Every year the number of rich and the level of their wealth increases at a more rapid pace than global economic growth more broadly.
Privatization in emerging markets, the technology boom along with the money that created, the growth of the financial industry and – until recently – increased commodity prices have all increased the wealth of existing billionaires, while also creating a new class of wealthy individuals in emerging markets.
At first sight, this trend looks entirely negative. However, this new generation of wealthy individuals is different from those who came before them. For one thing, in the past two decade, more and more of them are now self-made billionaires. And more importantly, they seem keen to invest larger amounts of their capital in social projects than has been the case in the past.
More self-made rich than ever before
It could be argued that when wealth inequality increases, there is less room for self-made entrepreneurs, and economies will mostly consist of generational family businesses.
However, our recent analysis shows that the proportion of self-made billionaires has increased in the past 20 years from one-half to two-thirds of the world’s billionaires. How do we account for such a shift? One explanation is that today, talented entrepreneurs are able to make far more money than they did in the past, when many of the spots in the lists of most wealthy individuals were reserved for heirs to large fortunes.
Preliminary research suggests that, in most cases, increasing numbers of “new rich” boosts the global economy, largely thanks to the technologic advances, efficient business models and innovations that have made these people wealthy in the first place. Not only does it tend to lead to broader gains, but to many it would seem a fairer source of wealth compared to those who simply inherit their fortunes and continue to pass it on to the generations that follow.

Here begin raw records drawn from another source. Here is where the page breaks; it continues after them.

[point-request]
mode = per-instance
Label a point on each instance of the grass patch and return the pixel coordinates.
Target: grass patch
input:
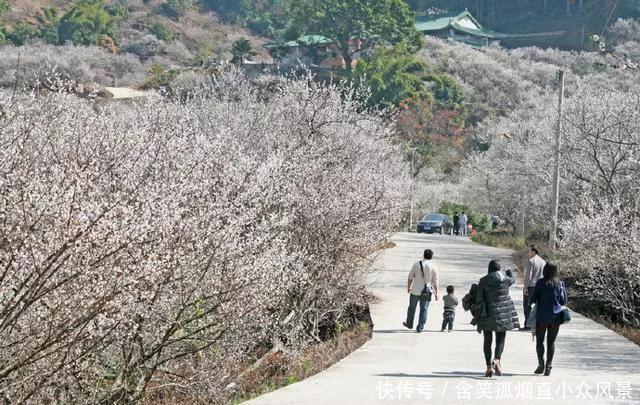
(586, 308)
(499, 239)
(284, 369)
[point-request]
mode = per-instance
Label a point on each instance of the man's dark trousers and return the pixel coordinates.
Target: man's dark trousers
(527, 306)
(411, 311)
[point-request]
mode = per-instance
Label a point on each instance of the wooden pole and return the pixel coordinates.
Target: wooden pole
(556, 172)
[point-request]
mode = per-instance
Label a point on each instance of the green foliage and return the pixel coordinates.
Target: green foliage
(241, 50)
(49, 18)
(499, 240)
(446, 90)
(159, 76)
(161, 31)
(22, 33)
(479, 220)
(4, 6)
(393, 75)
(178, 8)
(370, 22)
(262, 17)
(86, 22)
(205, 53)
(3, 36)
(436, 134)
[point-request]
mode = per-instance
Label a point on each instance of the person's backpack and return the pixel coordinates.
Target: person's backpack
(470, 297)
(427, 290)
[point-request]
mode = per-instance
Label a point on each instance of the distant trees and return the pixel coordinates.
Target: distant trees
(356, 25)
(85, 22)
(392, 75)
(241, 50)
(138, 243)
(178, 8)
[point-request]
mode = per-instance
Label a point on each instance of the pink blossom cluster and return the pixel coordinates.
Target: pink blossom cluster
(155, 247)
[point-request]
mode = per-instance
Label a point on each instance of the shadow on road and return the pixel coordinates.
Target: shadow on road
(452, 374)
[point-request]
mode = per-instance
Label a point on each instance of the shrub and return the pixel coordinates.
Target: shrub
(178, 8)
(28, 64)
(145, 47)
(85, 22)
(22, 33)
(161, 31)
(241, 50)
(142, 221)
(4, 6)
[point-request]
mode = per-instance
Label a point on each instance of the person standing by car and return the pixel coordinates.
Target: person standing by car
(456, 223)
(532, 273)
(549, 295)
(422, 284)
(498, 313)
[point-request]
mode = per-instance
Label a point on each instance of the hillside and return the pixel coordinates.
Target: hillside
(148, 29)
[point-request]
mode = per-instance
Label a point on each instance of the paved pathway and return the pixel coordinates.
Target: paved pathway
(592, 365)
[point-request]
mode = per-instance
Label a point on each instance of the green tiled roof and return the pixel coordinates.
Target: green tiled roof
(306, 40)
(436, 22)
(452, 20)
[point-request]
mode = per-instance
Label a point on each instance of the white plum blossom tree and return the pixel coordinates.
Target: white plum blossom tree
(153, 249)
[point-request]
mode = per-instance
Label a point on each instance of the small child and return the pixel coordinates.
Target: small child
(450, 304)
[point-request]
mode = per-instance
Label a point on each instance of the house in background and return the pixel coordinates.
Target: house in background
(322, 52)
(461, 27)
(315, 49)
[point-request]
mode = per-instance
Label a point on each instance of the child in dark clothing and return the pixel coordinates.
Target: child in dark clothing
(450, 304)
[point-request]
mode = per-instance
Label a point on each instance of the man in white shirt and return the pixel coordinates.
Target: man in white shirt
(421, 285)
(532, 273)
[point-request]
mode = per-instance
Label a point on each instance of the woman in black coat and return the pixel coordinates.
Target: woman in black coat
(498, 315)
(549, 295)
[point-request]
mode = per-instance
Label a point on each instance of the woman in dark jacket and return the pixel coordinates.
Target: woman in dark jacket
(549, 295)
(500, 315)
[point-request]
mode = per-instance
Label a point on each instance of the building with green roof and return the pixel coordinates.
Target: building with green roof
(461, 27)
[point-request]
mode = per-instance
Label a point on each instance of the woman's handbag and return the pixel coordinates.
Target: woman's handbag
(565, 314)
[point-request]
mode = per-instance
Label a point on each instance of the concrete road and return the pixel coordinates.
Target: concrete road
(592, 365)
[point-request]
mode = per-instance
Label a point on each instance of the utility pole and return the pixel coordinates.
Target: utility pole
(556, 174)
(413, 151)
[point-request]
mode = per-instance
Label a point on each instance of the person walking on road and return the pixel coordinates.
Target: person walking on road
(456, 223)
(421, 286)
(498, 314)
(532, 273)
(463, 224)
(549, 295)
(449, 314)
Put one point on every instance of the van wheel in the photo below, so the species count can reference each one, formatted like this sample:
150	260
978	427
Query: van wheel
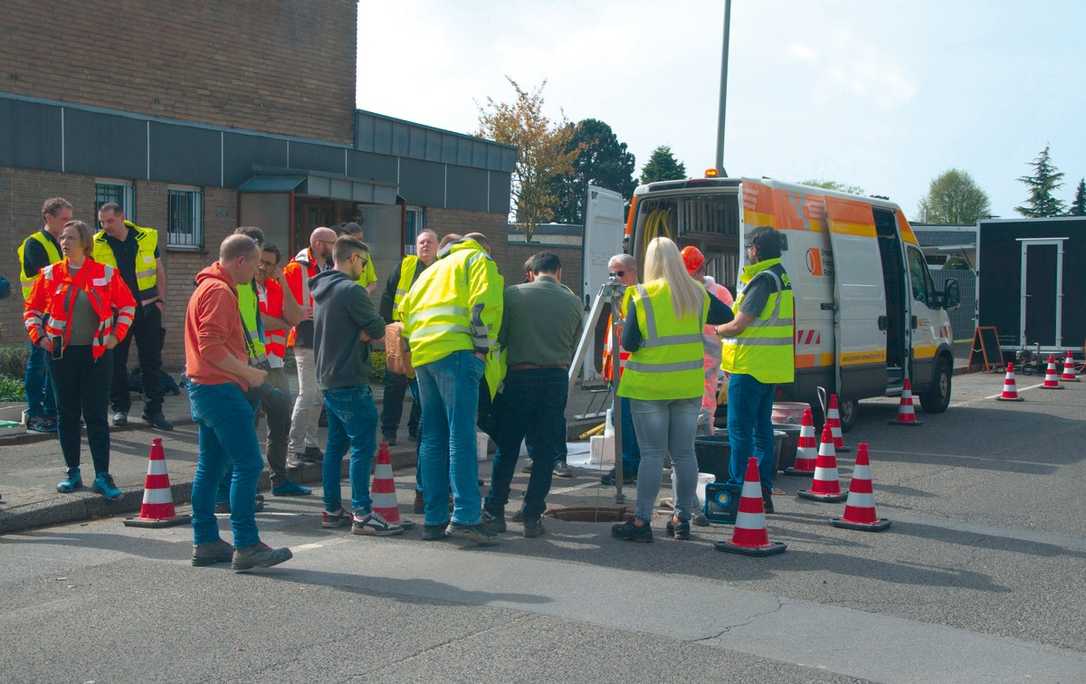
936	400
849	410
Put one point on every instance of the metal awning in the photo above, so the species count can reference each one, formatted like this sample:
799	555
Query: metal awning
323	186
272	184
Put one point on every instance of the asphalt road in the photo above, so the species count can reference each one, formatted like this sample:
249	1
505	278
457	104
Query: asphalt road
979	580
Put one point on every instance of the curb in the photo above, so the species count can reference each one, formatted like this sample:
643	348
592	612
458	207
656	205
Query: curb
89	506
33	438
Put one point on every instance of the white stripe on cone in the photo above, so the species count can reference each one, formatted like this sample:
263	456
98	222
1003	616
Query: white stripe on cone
383	501
750	521
158	496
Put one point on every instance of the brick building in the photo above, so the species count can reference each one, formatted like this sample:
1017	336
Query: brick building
224	113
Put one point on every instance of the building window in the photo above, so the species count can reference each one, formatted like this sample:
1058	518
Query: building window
185	218
415	223
118	191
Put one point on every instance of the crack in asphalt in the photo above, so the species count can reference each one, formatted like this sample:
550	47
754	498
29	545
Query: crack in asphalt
750	620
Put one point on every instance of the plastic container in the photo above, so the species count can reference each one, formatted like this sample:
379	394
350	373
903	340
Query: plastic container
712	452
788	413
788	443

When wealthy people give back
Throughout time, many wealthy families have at least tried to give something back. Take the example of the Rockefeller Foundation, which was founded by the billionaire family in 1913. A couple of decades later, the director of the foundation’s Division of Medicine and Public Health receive the Nobel Prize in Medicine, in recognition of the work he and the foundation had done in research on yellow fever.
Today, more and more extremely wealthy people are accepting that because of their position of privilege, they have a duty to give back to society. Just 20 years ago, only two of the 10 richest people in the world – Warren Buffet and Bill Gates – had committed to using most of their wealth for social causes.
Now, many more have taken the same step. Take the example of the Giving Pledge, where extremely rich individuals commit to give the majority of their wealth to philanthropic causes. When it was founded in 2010, 40 people joined, with combined assets worth more than $125 billion. Today, you’ll see 142 names on that list, worth a combination of $732 billion. That’s nearly 1% of global GDP and 10% of the wealth owned by billionaires.
We seem to be seeing a new generation of wealthy people who are achieving success – and fortune – at a much younger age, and are deciding to use that to leave a positive and lasting impact on the world. And unlike in the past, they’re not waiting until they’re gone to start doing that.
Global rates of inequality are not something to ignore. Not only is it unfair, but research suggests its bad for growth. As the Forum wrote back in 2014, figuring out how to tackle rising inequality is one of the key challenges of our time.
A new generation of self-made billionaires is starting to see that they too have a role to play in dealing with this challenge.